In the first quarter of 2009, tax revenue fell 9.6% ($87 million), while Salvadorans living abroad sent home $68.9 million less than they did in the first quarter of 2008.  In addition, Salvadoran exports fell by 8.3% and employment in the industrial sector fell by 35.8% with over 4,000 lay-offs in the maquila sector alone. The National Foundation for Development (FUNDE) reported 9,675 lay-offs in the last two months of 2008.  Inflation remains steady at 2.3%.

With the decrease in revenue and increase in spending, the government is struggling to pay its bills.  The government spends 8 of every 10 dollars on salaries, contractors, and wire transfers.  The government owes $127 million for operational expenses, including electricity, gas, and water, for January 2009 alone.

To cover the costs of social programs, the government relies on loans, which now exceed $355 million.  Over $200 million of these loans are with the Inter-American Development Bank (BID). The Saca administration reports that the World Bank, International Monetary Fund (IMF), BID, and the Central American Economic Integration Bank (BCIE) have approved another 2.5 billion dollars in loans, which will be distributed for social programs in the near future.
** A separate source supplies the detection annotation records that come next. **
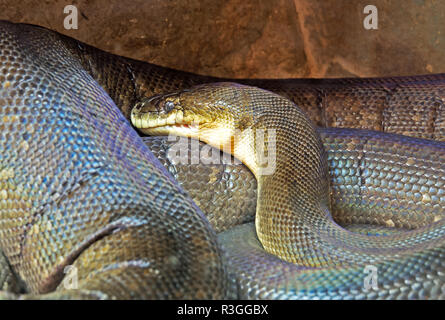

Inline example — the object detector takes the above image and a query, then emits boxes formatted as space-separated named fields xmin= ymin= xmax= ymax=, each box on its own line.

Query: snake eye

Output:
xmin=164 ymin=101 xmax=175 ymax=113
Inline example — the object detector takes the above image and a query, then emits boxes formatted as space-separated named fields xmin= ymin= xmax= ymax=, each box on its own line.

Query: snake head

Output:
xmin=131 ymin=83 xmax=250 ymax=150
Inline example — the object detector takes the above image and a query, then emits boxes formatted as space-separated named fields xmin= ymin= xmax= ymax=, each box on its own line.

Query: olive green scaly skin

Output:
xmin=132 ymin=83 xmax=445 ymax=299
xmin=0 ymin=22 xmax=229 ymax=299
xmin=0 ymin=21 xmax=445 ymax=298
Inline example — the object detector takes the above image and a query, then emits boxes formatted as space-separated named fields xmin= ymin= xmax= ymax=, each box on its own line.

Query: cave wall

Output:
xmin=0 ymin=0 xmax=445 ymax=78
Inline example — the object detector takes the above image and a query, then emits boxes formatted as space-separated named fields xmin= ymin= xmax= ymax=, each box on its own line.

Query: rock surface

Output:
xmin=0 ymin=0 xmax=445 ymax=78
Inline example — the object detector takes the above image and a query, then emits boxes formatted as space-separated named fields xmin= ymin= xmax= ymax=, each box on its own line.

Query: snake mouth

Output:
xmin=131 ymin=110 xmax=199 ymax=136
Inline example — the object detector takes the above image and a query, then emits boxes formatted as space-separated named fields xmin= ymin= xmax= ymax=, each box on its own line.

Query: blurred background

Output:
xmin=0 ymin=0 xmax=445 ymax=78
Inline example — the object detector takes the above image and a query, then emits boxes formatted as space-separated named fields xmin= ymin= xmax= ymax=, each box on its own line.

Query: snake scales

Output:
xmin=0 ymin=22 xmax=445 ymax=298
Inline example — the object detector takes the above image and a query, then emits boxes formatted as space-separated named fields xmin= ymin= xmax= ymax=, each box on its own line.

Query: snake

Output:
xmin=0 ymin=21 xmax=445 ymax=299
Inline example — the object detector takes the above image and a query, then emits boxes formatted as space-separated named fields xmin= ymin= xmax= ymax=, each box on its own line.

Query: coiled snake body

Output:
xmin=0 ymin=22 xmax=445 ymax=298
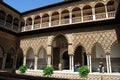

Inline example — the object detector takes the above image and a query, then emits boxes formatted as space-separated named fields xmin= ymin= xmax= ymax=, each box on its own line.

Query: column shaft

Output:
xmin=23 ymin=56 xmax=26 ymax=66
xmin=34 ymin=56 xmax=38 ymax=70
xmin=106 ymin=55 xmax=109 ymax=73
xmin=92 ymin=7 xmax=95 ymax=20
xmin=2 ymin=54 xmax=7 ymax=69
xmin=59 ymin=13 xmax=61 ymax=25
xmin=69 ymin=11 xmax=72 ymax=24
xmin=49 ymin=15 xmax=52 ymax=27
xmin=32 ymin=18 xmax=34 ymax=30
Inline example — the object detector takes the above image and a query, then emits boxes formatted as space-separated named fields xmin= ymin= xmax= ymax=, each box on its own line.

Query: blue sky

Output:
xmin=4 ymin=0 xmax=63 ymax=12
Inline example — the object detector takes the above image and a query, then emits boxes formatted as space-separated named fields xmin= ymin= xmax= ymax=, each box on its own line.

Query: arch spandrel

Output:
xmin=48 ymin=33 xmax=70 ymax=45
xmin=35 ymin=46 xmax=47 ymax=56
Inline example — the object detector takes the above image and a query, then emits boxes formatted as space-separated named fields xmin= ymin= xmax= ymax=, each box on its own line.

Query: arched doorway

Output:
xmin=16 ymin=49 xmax=23 ymax=69
xmin=37 ymin=48 xmax=47 ymax=70
xmin=52 ymin=35 xmax=69 ymax=70
xmin=0 ymin=46 xmax=4 ymax=69
xmin=91 ymin=43 xmax=107 ymax=72
xmin=62 ymin=51 xmax=69 ymax=69
xmin=5 ymin=48 xmax=15 ymax=69
xmin=26 ymin=48 xmax=34 ymax=69
xmin=110 ymin=44 xmax=120 ymax=73
xmin=74 ymin=46 xmax=87 ymax=66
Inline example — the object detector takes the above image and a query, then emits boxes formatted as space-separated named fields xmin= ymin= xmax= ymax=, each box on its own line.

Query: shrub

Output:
xmin=19 ymin=65 xmax=28 ymax=74
xmin=78 ymin=66 xmax=90 ymax=78
xmin=43 ymin=66 xmax=54 ymax=76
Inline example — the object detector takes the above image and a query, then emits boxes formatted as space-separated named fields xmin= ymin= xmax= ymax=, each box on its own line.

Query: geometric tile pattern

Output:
xmin=20 ymin=37 xmax=47 ymax=55
xmin=73 ymin=30 xmax=117 ymax=54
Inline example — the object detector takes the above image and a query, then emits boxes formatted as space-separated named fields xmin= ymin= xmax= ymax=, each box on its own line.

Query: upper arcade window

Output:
xmin=95 ymin=3 xmax=106 ymax=19
xmin=107 ymin=0 xmax=115 ymax=12
xmin=34 ymin=15 xmax=41 ymax=29
xmin=5 ymin=14 xmax=13 ymax=29
xmin=42 ymin=13 xmax=49 ymax=27
xmin=25 ymin=18 xmax=32 ymax=30
xmin=51 ymin=11 xmax=59 ymax=26
xmin=13 ymin=18 xmax=19 ymax=31
xmin=72 ymin=7 xmax=81 ymax=23
xmin=0 ymin=11 xmax=5 ymax=26
xmin=83 ymin=5 xmax=93 ymax=21
xmin=61 ymin=10 xmax=69 ymax=24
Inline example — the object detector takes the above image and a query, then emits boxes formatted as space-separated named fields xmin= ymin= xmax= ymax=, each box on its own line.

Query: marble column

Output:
xmin=106 ymin=54 xmax=109 ymax=73
xmin=34 ymin=55 xmax=38 ymax=70
xmin=2 ymin=54 xmax=7 ymax=69
xmin=23 ymin=55 xmax=26 ymax=66
xmin=47 ymin=55 xmax=51 ymax=66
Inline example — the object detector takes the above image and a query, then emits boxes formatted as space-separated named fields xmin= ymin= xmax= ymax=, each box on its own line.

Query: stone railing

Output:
xmin=108 ymin=11 xmax=115 ymax=18
xmin=83 ymin=15 xmax=93 ymax=21
xmin=16 ymin=70 xmax=120 ymax=80
xmin=5 ymin=22 xmax=12 ymax=29
xmin=95 ymin=13 xmax=106 ymax=20
xmin=0 ymin=19 xmax=5 ymax=27
xmin=34 ymin=23 xmax=40 ymax=29
xmin=25 ymin=25 xmax=32 ymax=31
xmin=21 ymin=11 xmax=115 ymax=30
xmin=41 ymin=22 xmax=49 ymax=28
xmin=51 ymin=20 xmax=59 ymax=26
xmin=61 ymin=18 xmax=69 ymax=24
xmin=72 ymin=17 xmax=81 ymax=23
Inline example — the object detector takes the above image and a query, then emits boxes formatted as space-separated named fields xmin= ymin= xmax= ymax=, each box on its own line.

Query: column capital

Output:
xmin=68 ymin=43 xmax=72 ymax=45
xmin=48 ymin=44 xmax=52 ymax=47
xmin=69 ymin=54 xmax=74 ymax=56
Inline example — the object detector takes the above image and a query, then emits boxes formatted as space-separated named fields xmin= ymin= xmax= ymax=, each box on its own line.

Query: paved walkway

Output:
xmin=18 ymin=70 xmax=120 ymax=80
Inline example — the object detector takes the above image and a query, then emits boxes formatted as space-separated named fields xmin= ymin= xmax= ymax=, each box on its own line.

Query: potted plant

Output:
xmin=78 ymin=66 xmax=90 ymax=80
xmin=19 ymin=65 xmax=28 ymax=74
xmin=43 ymin=66 xmax=54 ymax=76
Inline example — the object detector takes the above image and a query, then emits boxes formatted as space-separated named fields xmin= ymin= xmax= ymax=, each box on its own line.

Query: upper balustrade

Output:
xmin=0 ymin=0 xmax=116 ymax=31
xmin=0 ymin=10 xmax=20 ymax=32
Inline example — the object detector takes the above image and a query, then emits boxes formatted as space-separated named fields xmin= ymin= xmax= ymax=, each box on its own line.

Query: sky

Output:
xmin=4 ymin=0 xmax=64 ymax=12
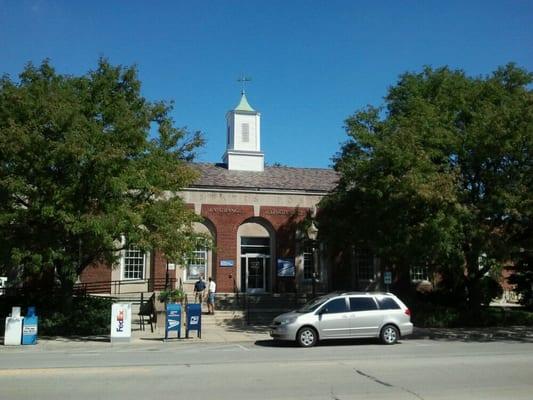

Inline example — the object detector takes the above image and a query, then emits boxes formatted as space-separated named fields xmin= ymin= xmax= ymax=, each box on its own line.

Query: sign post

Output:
xmin=4 ymin=307 xmax=24 ymax=346
xmin=165 ymin=304 xmax=181 ymax=340
xmin=111 ymin=303 xmax=131 ymax=343
xmin=186 ymin=304 xmax=202 ymax=338
xmin=22 ymin=307 xmax=38 ymax=344
xmin=383 ymin=271 xmax=392 ymax=292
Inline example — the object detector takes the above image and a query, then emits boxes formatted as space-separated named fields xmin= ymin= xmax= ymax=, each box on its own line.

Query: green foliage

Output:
xmin=157 ymin=289 xmax=185 ymax=303
xmin=0 ymin=59 xmax=203 ymax=286
xmin=320 ymin=64 xmax=533 ymax=304
xmin=508 ymin=253 xmax=533 ymax=310
xmin=480 ymin=276 xmax=503 ymax=306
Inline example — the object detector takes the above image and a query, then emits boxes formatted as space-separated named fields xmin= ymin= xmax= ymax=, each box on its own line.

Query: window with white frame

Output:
xmin=185 ymin=244 xmax=208 ymax=281
xmin=241 ymin=123 xmax=250 ymax=143
xmin=409 ymin=265 xmax=429 ymax=281
xmin=122 ymin=246 xmax=146 ymax=279
xmin=303 ymin=246 xmax=314 ymax=279
xmin=355 ymin=249 xmax=375 ymax=280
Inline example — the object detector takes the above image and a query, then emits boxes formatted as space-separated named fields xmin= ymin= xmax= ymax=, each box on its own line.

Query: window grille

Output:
xmin=185 ymin=245 xmax=207 ymax=280
xmin=123 ymin=246 xmax=145 ymax=279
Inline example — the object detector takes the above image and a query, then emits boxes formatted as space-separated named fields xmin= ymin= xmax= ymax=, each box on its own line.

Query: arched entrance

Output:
xmin=237 ymin=219 xmax=275 ymax=293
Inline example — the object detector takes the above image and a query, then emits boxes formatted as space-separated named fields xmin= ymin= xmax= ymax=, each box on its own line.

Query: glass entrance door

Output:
xmin=242 ymin=254 xmax=269 ymax=293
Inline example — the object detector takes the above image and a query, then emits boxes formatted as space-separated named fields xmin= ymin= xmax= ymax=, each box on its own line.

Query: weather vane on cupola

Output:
xmin=237 ymin=74 xmax=252 ymax=94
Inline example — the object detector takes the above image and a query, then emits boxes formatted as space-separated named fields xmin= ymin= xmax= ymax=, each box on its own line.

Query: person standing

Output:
xmin=194 ymin=275 xmax=205 ymax=304
xmin=207 ymin=277 xmax=217 ymax=314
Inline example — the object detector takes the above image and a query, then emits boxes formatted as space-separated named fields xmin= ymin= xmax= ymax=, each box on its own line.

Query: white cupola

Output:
xmin=222 ymin=90 xmax=265 ymax=171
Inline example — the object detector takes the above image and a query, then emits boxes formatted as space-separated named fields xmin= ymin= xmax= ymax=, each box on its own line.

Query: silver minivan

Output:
xmin=270 ymin=292 xmax=413 ymax=347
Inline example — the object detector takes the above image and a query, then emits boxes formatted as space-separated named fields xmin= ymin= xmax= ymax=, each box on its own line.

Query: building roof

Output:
xmin=191 ymin=163 xmax=339 ymax=192
xmin=234 ymin=92 xmax=255 ymax=112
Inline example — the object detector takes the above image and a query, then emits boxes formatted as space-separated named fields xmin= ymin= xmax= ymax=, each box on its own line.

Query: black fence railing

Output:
xmin=74 ymin=278 xmax=181 ymax=295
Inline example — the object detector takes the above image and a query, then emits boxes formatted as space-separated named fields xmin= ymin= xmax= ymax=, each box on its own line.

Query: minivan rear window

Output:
xmin=350 ymin=297 xmax=378 ymax=311
xmin=377 ymin=297 xmax=400 ymax=310
xmin=324 ymin=297 xmax=348 ymax=314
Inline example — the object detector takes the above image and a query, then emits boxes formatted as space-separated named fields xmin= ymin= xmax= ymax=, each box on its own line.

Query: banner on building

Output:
xmin=278 ymin=258 xmax=296 ymax=277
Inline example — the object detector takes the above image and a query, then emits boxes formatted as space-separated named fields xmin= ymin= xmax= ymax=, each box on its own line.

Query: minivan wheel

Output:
xmin=380 ymin=325 xmax=400 ymax=344
xmin=296 ymin=326 xmax=318 ymax=347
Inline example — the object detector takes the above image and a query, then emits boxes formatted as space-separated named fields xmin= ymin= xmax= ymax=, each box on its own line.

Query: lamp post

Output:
xmin=307 ymin=221 xmax=318 ymax=298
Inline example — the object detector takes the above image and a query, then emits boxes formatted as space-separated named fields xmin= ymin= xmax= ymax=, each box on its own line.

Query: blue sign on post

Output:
xmin=22 ymin=307 xmax=38 ymax=344
xmin=186 ymin=304 xmax=202 ymax=338
xmin=165 ymin=304 xmax=181 ymax=339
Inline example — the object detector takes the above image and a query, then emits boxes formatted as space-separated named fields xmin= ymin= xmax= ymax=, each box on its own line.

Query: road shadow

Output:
xmin=254 ymin=338 xmax=382 ymax=348
xmin=39 ymin=335 xmax=110 ymax=343
xmin=406 ymin=326 xmax=533 ymax=343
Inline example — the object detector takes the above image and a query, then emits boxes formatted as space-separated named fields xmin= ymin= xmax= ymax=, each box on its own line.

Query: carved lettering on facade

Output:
xmin=265 ymin=208 xmax=304 ymax=215
xmin=208 ymin=207 xmax=242 ymax=214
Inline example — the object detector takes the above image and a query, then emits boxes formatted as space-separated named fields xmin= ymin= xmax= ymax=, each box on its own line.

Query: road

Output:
xmin=0 ymin=340 xmax=533 ymax=400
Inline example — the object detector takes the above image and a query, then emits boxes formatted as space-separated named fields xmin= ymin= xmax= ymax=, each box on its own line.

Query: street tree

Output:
xmin=321 ymin=64 xmax=533 ymax=304
xmin=0 ymin=59 xmax=203 ymax=289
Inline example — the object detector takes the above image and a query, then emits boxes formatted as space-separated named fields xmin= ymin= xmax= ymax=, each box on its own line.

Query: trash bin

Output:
xmin=186 ymin=304 xmax=202 ymax=338
xmin=165 ymin=304 xmax=181 ymax=339
xmin=22 ymin=307 xmax=38 ymax=345
xmin=4 ymin=307 xmax=24 ymax=346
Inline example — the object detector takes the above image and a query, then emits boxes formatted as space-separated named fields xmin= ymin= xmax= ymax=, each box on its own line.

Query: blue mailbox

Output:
xmin=186 ymin=304 xmax=202 ymax=338
xmin=165 ymin=304 xmax=181 ymax=339
xmin=22 ymin=307 xmax=38 ymax=344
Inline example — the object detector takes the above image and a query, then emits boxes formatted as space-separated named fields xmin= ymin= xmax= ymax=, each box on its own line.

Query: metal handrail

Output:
xmin=74 ymin=278 xmax=177 ymax=294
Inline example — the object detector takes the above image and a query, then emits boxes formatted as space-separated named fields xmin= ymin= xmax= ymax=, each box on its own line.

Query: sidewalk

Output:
xmin=0 ymin=324 xmax=533 ymax=352
xmin=0 ymin=323 xmax=270 ymax=352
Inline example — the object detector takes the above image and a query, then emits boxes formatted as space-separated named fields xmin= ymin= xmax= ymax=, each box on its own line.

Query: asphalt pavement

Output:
xmin=0 ymin=332 xmax=533 ymax=400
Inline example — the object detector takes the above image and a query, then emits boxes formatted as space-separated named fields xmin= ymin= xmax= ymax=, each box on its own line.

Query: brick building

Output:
xmin=80 ymin=92 xmax=337 ymax=293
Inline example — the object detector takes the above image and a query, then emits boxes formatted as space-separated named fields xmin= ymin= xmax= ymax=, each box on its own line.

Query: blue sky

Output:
xmin=0 ymin=0 xmax=533 ymax=167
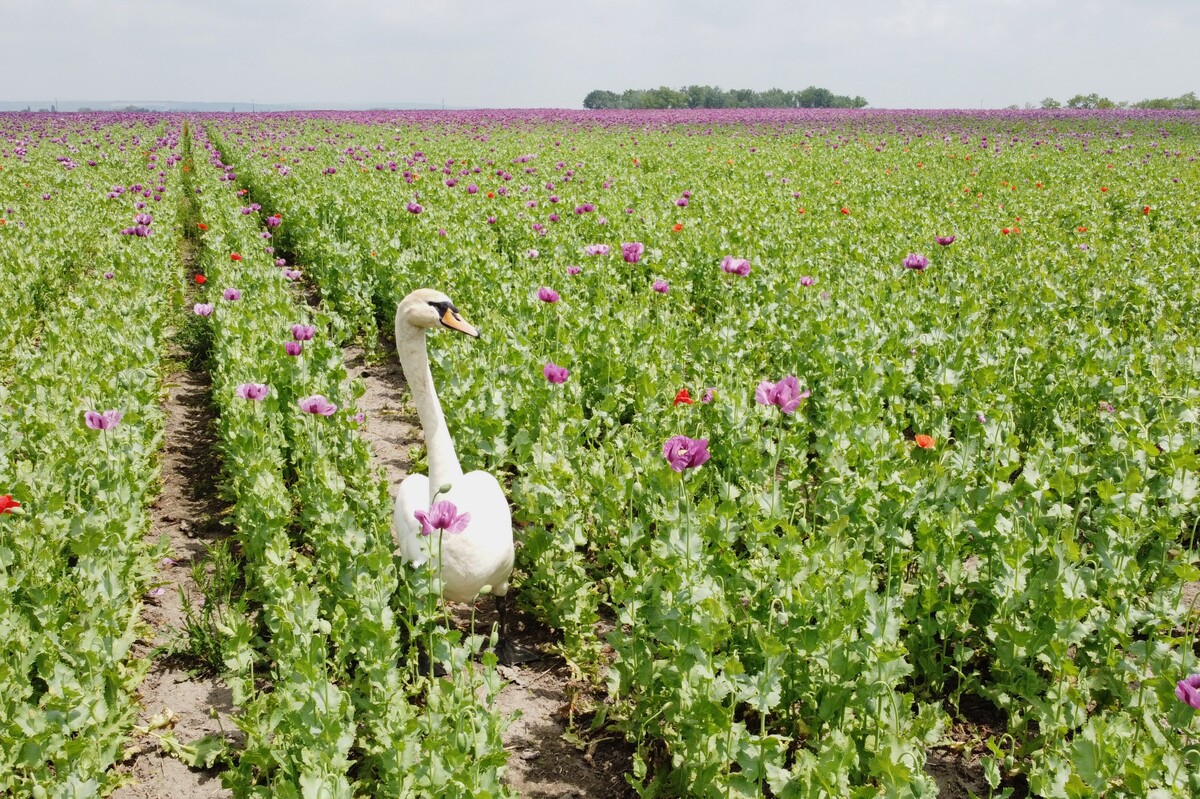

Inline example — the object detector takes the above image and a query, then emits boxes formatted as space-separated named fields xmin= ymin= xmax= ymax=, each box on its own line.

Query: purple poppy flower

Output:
xmin=1175 ymin=674 xmax=1200 ymax=710
xmin=721 ymin=256 xmax=750 ymax=277
xmin=754 ymin=374 xmax=812 ymax=414
xmin=413 ymin=499 xmax=470 ymax=535
xmin=235 ymin=383 xmax=270 ymax=402
xmin=300 ymin=394 xmax=337 ymax=416
xmin=541 ymin=361 xmax=571 ymax=385
xmin=83 ymin=410 xmax=125 ymax=429
xmin=662 ymin=435 xmax=713 ymax=473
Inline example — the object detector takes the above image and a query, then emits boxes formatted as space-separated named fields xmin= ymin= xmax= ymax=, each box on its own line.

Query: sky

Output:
xmin=0 ymin=0 xmax=1200 ymax=108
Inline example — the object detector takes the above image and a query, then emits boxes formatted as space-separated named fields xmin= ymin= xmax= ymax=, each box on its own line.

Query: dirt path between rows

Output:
xmin=112 ymin=372 xmax=236 ymax=799
xmin=346 ymin=348 xmax=636 ymax=799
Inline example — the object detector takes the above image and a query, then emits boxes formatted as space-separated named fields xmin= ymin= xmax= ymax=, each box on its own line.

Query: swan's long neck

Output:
xmin=396 ymin=319 xmax=462 ymax=503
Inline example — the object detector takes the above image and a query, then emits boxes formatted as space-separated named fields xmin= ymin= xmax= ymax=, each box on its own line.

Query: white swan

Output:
xmin=395 ymin=289 xmax=514 ymax=655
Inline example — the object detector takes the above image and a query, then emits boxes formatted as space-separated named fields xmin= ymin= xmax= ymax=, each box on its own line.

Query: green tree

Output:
xmin=583 ymin=89 xmax=620 ymax=109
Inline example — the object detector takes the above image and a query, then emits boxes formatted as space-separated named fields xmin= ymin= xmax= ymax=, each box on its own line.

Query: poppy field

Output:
xmin=0 ymin=110 xmax=1200 ymax=799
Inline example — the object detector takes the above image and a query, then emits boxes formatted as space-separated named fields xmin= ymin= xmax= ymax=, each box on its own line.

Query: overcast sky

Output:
xmin=0 ymin=0 xmax=1200 ymax=108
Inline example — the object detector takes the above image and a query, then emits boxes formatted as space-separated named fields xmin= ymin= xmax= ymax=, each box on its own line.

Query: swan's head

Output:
xmin=396 ymin=289 xmax=479 ymax=338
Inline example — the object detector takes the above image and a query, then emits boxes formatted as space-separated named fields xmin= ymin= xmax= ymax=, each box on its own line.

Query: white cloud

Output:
xmin=0 ymin=0 xmax=1200 ymax=108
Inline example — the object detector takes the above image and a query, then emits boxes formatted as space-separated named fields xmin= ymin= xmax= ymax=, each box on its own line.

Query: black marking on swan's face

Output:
xmin=430 ymin=300 xmax=479 ymax=338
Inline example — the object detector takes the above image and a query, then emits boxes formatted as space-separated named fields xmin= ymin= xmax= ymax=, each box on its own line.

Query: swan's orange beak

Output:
xmin=442 ymin=308 xmax=479 ymax=338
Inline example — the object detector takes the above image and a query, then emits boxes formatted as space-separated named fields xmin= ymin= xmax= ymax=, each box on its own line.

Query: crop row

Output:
xmin=216 ymin=110 xmax=1200 ymax=797
xmin=187 ymin=121 xmax=504 ymax=797
xmin=0 ymin=121 xmax=180 ymax=799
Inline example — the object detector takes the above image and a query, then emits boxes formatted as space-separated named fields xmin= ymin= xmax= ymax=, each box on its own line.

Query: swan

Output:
xmin=395 ymin=288 xmax=514 ymax=661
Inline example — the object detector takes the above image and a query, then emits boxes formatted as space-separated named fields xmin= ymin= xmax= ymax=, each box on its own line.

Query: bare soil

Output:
xmin=112 ymin=372 xmax=238 ymax=799
xmin=346 ymin=348 xmax=636 ymax=799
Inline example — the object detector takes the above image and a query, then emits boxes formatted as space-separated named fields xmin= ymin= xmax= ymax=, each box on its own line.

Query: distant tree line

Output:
xmin=583 ymin=85 xmax=866 ymax=109
xmin=1042 ymin=91 xmax=1200 ymax=110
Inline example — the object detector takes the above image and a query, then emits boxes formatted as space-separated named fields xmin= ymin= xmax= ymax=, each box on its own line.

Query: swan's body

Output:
xmin=395 ymin=289 xmax=512 ymax=599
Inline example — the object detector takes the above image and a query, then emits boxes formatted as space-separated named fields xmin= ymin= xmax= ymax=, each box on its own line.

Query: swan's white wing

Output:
xmin=394 ymin=474 xmax=431 ymax=565
xmin=430 ymin=471 xmax=512 ymax=602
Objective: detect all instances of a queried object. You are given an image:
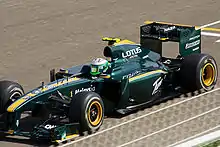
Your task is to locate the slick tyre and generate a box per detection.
[0,81,24,114]
[69,91,104,134]
[180,54,218,91]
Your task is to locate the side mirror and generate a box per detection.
[50,69,56,82]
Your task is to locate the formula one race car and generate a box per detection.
[0,22,218,142]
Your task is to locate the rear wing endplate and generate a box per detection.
[140,21,201,56]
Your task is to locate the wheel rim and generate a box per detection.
[202,63,215,86]
[88,101,102,126]
[9,92,21,102]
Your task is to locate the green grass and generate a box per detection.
[200,140,220,147]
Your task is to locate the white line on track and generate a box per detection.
[118,106,220,147]
[167,125,220,147]
[197,20,220,30]
[61,88,220,147]
[201,32,220,37]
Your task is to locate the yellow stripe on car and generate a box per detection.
[55,134,79,143]
[129,70,167,82]
[7,98,26,112]
[7,77,80,112]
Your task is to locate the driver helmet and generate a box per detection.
[90,58,109,76]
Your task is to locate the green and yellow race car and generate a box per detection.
[0,22,218,142]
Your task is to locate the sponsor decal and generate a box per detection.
[185,40,200,49]
[122,71,140,79]
[163,26,176,32]
[152,77,163,95]
[44,124,56,130]
[75,87,95,94]
[122,47,142,58]
[189,35,200,40]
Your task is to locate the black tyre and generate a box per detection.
[69,91,104,133]
[180,54,218,91]
[0,81,24,114]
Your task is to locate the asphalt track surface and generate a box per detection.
[0,0,220,147]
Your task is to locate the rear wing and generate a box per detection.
[140,21,201,56]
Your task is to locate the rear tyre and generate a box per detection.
[180,54,218,91]
[69,91,104,134]
[0,81,24,114]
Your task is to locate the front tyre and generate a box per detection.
[180,54,218,91]
[0,81,24,114]
[69,92,104,133]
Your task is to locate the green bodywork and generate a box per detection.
[0,23,201,140]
The Internal Revenue Ministry and the Funes transition team are discussing numerous measures to increase government revenue and close the current budget deficits.  Some of their proposals include directing natural gas and electricity subsidies to families in need instead of providing assistance to everyone.  They are also considering new taxes on soft drinks and new cars, as well as fees for new ID’s and license plates.  The Ministry and transition team are also considering a tax system for street vendors and others in the informal markets. None of their proposals, however, include measures to collect the more than $2.7 billion that El Salvador’s largest companies did not paid in 2008.

Economist Santiago Ruiz sees the worst to come in the coming  months, and a recovery period lasting until September of 2011.  This recession compares  to the 1980’s civil war economy.  He believes the Funes administration will inherit a government without the resources to confront the economic crisis in it’s first two years in office.  Measures he recommends would be to invest in infrastructure and implement a Moratorium Law to help families or businesses in danger of losing their homes or other assets.  Funes’s economic advisor, Alex Segovia, and others on the transition team have not yet released concrete plans for their government, citing the need for further information from the Saca administration.